Comment by intalentive
18 hours ago
Claims that ring true:
* Energy physics puts an upper bound on material wealth
* The disparity between notional and material wealth is large and growing
* Notional wealth figures are largely speculative / fictitious
Claims that could be true (if empirically verified):
* Material wealth is decreasing
* Energy is decreasing
* The monetary system will collapse
Claims that have been implied but not demonstrated or argued:
* There is a causal link between decreasing energy supplies and monetary system collapse
Overall it smells like 2004-era peak oil doomerism. I’m not saying it’s wrong, it could just be early. Intrigued but not convinced.
> * Energy physics puts an upper bound on material wealth
Sure, but that's such a high upper bound that it may as well be false from our perspective in 2025. We use a miniscule fraction of the energy we receive from the sun.

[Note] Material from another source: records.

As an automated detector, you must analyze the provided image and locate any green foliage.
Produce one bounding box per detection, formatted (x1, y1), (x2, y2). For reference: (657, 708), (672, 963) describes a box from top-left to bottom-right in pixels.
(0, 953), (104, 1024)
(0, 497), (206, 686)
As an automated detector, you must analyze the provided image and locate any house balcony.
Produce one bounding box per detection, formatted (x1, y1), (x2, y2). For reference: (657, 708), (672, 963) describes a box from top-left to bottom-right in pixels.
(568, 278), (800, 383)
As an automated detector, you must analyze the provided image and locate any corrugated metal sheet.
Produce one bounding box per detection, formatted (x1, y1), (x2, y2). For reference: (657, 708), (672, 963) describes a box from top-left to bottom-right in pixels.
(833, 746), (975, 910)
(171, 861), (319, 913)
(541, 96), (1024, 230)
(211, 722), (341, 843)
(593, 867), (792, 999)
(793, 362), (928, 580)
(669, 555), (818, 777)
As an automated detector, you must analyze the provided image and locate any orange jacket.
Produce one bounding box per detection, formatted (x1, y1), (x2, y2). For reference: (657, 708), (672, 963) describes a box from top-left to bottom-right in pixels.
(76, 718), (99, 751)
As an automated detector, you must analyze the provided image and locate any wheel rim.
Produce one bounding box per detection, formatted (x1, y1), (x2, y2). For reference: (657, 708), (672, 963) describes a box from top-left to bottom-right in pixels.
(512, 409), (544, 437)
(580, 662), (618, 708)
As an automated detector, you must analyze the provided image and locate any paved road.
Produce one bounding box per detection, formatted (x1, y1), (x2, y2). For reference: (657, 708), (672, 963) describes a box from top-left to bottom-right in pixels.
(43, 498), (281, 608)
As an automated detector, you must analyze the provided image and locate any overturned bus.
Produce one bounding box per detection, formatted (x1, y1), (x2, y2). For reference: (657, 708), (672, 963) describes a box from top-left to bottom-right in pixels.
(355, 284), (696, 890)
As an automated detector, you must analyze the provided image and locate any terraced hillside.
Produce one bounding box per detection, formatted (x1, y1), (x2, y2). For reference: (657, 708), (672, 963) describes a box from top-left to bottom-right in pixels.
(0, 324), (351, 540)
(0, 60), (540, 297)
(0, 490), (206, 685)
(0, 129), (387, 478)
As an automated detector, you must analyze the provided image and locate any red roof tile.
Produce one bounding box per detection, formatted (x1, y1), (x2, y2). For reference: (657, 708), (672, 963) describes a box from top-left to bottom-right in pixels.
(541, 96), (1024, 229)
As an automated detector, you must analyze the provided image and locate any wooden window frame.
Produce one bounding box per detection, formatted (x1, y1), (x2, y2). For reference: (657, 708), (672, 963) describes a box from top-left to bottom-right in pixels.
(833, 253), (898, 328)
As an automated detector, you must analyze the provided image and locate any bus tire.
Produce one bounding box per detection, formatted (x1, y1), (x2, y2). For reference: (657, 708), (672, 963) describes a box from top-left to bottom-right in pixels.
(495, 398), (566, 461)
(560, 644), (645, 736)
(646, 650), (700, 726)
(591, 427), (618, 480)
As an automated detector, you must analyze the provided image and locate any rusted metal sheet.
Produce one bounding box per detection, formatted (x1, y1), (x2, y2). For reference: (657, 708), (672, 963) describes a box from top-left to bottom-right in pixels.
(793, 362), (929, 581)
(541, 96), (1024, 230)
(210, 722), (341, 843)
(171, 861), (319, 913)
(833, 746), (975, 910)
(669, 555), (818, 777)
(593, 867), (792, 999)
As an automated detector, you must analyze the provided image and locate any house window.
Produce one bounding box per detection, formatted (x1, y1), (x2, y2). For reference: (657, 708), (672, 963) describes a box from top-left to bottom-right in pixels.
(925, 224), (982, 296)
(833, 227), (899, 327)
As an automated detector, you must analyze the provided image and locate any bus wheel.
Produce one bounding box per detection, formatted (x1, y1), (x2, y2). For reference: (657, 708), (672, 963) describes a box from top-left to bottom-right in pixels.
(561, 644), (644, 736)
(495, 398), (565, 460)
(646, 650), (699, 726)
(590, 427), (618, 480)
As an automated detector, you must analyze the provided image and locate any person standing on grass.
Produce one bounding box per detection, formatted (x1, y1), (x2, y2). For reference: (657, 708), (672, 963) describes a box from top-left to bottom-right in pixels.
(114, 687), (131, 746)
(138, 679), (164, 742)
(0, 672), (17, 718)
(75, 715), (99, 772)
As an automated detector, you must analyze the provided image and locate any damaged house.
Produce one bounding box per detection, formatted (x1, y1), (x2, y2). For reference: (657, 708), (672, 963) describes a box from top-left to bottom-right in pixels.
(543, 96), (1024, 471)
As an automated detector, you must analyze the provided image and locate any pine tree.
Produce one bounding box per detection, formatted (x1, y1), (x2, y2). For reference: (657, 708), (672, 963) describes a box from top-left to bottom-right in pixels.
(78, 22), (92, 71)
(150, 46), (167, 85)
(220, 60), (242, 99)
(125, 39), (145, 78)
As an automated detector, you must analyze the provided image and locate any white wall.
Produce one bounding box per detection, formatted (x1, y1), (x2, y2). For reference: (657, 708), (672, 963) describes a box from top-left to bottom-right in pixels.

We directly use a miniscule fraction, indirect use is quite a bit higher since that is used delivering ecosystem services we depend on.
Then there is the question of how much of that potential we want to turn into waste heat inside the atmosphere, which is more governed by how much radiative cooling we have rather than how much energy is incident or available on the earth.
I think that humanity would be limited by pollution and ecosystem destruction before energy for most human scale material wealth. The bit where it becomes tricky is energy does change what how easily and fast you can do things, which may place enough of a real world limit.
It's still a tiny fraction. Plants are surprisingly inefficient users of sunshine. And our use of plants is less surprisingly inefficient.
Of course more efficient usage isn't necessarily a good thing.